Makes 6 servings: 257 calories per serving
1/2 small sweet onion
2 boiled eggs
4.6 oz. saifun noodles (or 3 bundles)
3 sweet baby bell peppers (1 red, 1 orange, 1 yellow)
12 oz. lean beef (I used T-bone trimmed of all fat, fillet mignon will also work well)
3 shittake mushrooms (if using dried, allow 3 hours to rehydrate in 2 cups of cold water)
2 cups fresh baby spinach
1/3 large carrot
fresh ground pepper (a few dashes or 1/8 tsp being 1 dash)
4 Tbs. + 1 and 1/2 tsp. soy sauce
1/2 Tbs. white wine
2 Tbs. olive oil
2 Tbs. sesame oil
1 and 1/4 tsp. minced garlic
1 and 1/2 Tbs. + 2 and 1/2 tsp. white granulated sugar
Julienne lean beef and marinate in bowl with 1/2 Tbsp Soy Sauce, 1/2 Tbsp Cooking Wine, 1 tsp Garlic, 1 1/2 tsp Sugar and a pinch of black pepper for 12 minutes or more. While waiting for beef to marinate, start 2 cups of boiling water to a rapid boil to cook the fresh spinach.
Cooking the Spinach: Drop baby spinach into boiling water, pushing down with spoon for 30 seconds. Immediately remove and drain in strainer with cold water to stop cooking process. Squeeze excess water from spinach and place in small bowl with 1 tsp. soy sauce and 1/2 tsp. sugar. Set aside.
Start boiling water for noodles. Saifun are a lot like regular spaghetti noodles only infinately better for you and have an interesting texture. They will turn clear like glass as they cook. While waiting for the water to boil, gather together sweet onion, carrot, sweet bell peppers and julienne with either a sharp knife or mandoline. Mix together in a bowl and set aside.
Start boiling noodles. It takes 11 minutes in rapid boiling water with frequent stirring to prevent sticking. While your noodles are cooking, gather mushrooms and remove stems (if using dried, remove from water, squeeze out excess water, remove stems) and julienne placing in small bowl with 1 1/2 tsp Soy Sauce, 1/2 tsp Sugar, 1/4 tsp garlic.

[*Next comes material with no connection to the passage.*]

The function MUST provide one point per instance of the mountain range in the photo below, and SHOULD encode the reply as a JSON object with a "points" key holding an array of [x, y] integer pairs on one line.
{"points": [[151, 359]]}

Also, have a large frying pan handy, you’re going to need it with heated olive oil when the noodles are done! Once your noodles are done, strain and drop directly into frying pan with 2 Tbsp Soy Sauce and 1/2 Tbsp Sugar. Fry for about 3 minutes and slide into very large bowl.
Return frying pan to heat. Drop marinated beef with marinade into pan and fry until fully cooked through, about 4-5 minutes or until done. Add to noodles.

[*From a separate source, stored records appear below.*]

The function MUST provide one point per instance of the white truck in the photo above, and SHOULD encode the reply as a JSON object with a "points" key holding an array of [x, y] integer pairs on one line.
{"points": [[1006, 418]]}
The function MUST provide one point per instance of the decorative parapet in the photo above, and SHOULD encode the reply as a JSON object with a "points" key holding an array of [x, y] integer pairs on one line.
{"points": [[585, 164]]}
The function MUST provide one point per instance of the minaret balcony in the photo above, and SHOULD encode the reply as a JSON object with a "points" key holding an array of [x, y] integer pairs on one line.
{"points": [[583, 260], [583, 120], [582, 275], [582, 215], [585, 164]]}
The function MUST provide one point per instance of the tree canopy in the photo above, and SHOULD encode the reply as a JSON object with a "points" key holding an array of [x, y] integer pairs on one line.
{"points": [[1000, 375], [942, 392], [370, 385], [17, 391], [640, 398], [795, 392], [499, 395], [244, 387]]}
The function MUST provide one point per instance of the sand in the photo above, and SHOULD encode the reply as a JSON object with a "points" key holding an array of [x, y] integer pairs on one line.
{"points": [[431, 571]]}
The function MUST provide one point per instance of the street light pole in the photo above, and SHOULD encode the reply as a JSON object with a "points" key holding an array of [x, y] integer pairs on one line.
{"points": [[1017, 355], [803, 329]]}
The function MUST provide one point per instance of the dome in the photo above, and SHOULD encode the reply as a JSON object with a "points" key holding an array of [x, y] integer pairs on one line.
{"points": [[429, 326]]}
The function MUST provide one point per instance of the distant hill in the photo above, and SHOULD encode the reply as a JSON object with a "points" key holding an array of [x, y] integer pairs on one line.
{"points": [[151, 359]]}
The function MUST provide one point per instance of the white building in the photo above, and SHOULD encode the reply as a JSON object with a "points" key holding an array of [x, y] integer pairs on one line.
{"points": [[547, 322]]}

Return frying pan to heat. Drop in mushrooms with marinade and saute about 2 minutes or to desired doneness. Add to noodles.
Return frying pan to heat. Add a drizzle of olive oil and drop in fresh vegetables, sauteing for 1 minute. Add to noodles.
Add spinach to noodles.
Julienne 2 boiled eggs and add to top of noodle pile. (It will be a pile of food!) In noodle mixture, add 1 1/2 Tbsp Soy Sauce, 2 Tbsp Sesame Oil, 1 Tbsp Sugar, and 1/8 Tsp Black Pepper.
Using your hands (or tongs as the mix may still be a little too hot to handle) mix gently all ingredients until well incorporated; then it’s ready to serve up and eat!
Leftovers can keep for 2 days and are just as delicious nuked in the microwave later as fresh out of the pan!
For those newer cooks that don’t have the best of knife skills, a mandoline is an inexpensive, quick way to get the beautiful julienne vegetables in a short amount of time. A cheap mandoline is around $8.00 and an invaluable tool for new cooks to keep all of their fingers!
Sesame oil is usually found in the ethnic aisle in your local food store next to soy sauce and saifun noodles also known as cellophane noodles. This is much less intimidating than going into an Asian food store to shop.
Garlic can be a pain in the thumb so instead of buying bulbs of fresh garlic, look for jarred “minced garlic” in your local grocery store (usually in the produce aisle). It’s inexpensive, keeps for months and takes the headache out of peeling and dicing garlic bulbs!